Die Freude, in einer Baracke zu leben, währte allerdings kurz. Der Bau des Kujbyschew-Wasserkraftwerks war schon im Gange, die Wolga und die Kama ergossen sich über das Land, und das Dorf, in dem wir zwei Jahre lebten, gehörte zum Überflutungsgebiet. Es blieb uns nichts anderes übrig, als nach Tscheremschan zurückzukehren. Dabei konnten wir auch in Tscheremschan nichts unser Eigen nennen. Ein Haus (ein gewöhnliches Dorfhaus) konnten wir erst nach zwei Jahren bauen. Es war selbstverständlich primitiv, aber immerhin gab es unserem Tor gegenüber einen Ziehbrunnen.

Es ist bemerkenswert, dass ich in Mursicha auch eine Art Schulbildung erworben habe. Erstens natürlich die öffentliche Bildung: Meine Eltern arbeiteten von morgens bis nachts am Getreidespeicher, während ich auf der Straße erfolgreich meinen Wortschatz bereicherte. Zweitens die Schulbildung, die nicht ganz den Regeln entsprach. In die erste Klasse nahm man mich nicht auf, weil ich erst in den darauffolgenden Winterferien sieben Jahre alt wurde. Ich saß also im ersten Halbjahr zuhause und las Bücher. Ich verschlang alles, was mir in die Hände fiel, bis ich auf ein ungeahntes Hindernis stieß. Mein Vater besaß ein Büchlein vom Scholem Alejchem auf Jiddisch (mein Vater konnte mehrere Sprachen, unter anderem Hebräisch und Jiddisch). Natürlich habe ich erst später herausgefunden, dass das Büchlein in Jiddisch geschrieben war. Damals knüpfte ich es mir vor und musste feststellen, dass ich diese Buchstaben nicht kannte. Die Wörter setzten sich aus irgendwelchen kleinen Angelhaken zusammen, und dass man überdies von rechts nach links und vom Ende zum Anfang des Buches lesen muss, versetzt mich bis heute in Staunen. In dem Augenblick begriff ich, dass es mir an Bildung ermangelte, und erhob Zeter und Mordio: „Ich will in die Schule!“ – wohin man mich auch brachte, damit ich dort säße und mich beruhigte.
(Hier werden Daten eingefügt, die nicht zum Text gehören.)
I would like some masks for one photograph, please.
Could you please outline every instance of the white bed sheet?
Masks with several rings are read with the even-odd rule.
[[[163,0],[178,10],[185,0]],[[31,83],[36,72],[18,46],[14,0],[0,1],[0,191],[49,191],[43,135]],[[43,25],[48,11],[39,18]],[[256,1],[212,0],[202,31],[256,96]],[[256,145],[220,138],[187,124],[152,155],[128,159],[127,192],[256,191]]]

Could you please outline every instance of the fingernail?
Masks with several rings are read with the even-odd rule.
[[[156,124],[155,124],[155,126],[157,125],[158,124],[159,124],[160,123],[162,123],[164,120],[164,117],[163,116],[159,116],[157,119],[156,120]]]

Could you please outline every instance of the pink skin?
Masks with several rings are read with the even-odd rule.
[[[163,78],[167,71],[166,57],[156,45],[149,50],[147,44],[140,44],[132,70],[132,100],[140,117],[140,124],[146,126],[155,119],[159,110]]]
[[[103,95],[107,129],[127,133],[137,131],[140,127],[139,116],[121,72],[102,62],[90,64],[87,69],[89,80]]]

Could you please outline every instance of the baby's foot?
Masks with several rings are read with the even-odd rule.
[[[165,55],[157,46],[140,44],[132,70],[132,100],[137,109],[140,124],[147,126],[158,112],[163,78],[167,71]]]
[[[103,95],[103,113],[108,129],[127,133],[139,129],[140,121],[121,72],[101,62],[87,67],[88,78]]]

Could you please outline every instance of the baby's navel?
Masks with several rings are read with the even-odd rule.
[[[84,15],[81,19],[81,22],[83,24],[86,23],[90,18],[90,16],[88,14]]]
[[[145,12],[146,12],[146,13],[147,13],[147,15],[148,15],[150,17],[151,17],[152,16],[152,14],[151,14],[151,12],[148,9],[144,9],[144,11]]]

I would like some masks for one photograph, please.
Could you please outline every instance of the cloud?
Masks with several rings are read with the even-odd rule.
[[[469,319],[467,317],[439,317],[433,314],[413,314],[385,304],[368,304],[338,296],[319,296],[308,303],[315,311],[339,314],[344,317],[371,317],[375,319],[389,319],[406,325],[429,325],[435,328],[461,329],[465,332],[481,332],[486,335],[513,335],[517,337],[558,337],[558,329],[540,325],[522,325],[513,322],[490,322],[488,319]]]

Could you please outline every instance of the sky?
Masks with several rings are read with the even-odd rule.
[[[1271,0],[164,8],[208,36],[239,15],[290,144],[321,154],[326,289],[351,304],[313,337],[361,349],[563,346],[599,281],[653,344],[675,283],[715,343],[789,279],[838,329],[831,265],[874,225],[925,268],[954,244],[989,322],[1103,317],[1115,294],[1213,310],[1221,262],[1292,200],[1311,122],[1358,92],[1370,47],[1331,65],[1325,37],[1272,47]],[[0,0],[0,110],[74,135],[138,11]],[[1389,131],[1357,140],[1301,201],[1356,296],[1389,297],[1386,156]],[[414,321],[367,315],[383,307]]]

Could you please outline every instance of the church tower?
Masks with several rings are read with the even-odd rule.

Wie sah jener hehre Ort der Aufklärung eigentlich aus? Die Erst- und Zweitklässler saßen zusammen in einem einzigen Raum, ungefähr sechs bis sieben Schüler pro Jahrgang. Es gab nur eine Lehrerin und die hatte den klassischen Namen Maria Iwanowna. Sie gab diesen wie jenen nacheinander ihre Aufgabe, während ich abseits saß und es schaffte, beide zu lösen.

Was soll man bloß mit einem Menschen machen, der lesen, schreiben und rechnen kann? Mich nach dem zweiten Halbjahr offiziell einzuschulen, war anscheinend nicht möglich, aber da Mursicha versinken sollte, entschied man: Wir geben dem Klugscheißer eine Bescheinigung über den Abschluss der ersten Klasse – die ganze Wahrheit kennt nur das Wasser.

Das alles ist nicht normal. Erst wurde ich illegitim geboren, dann illegitim gebildet.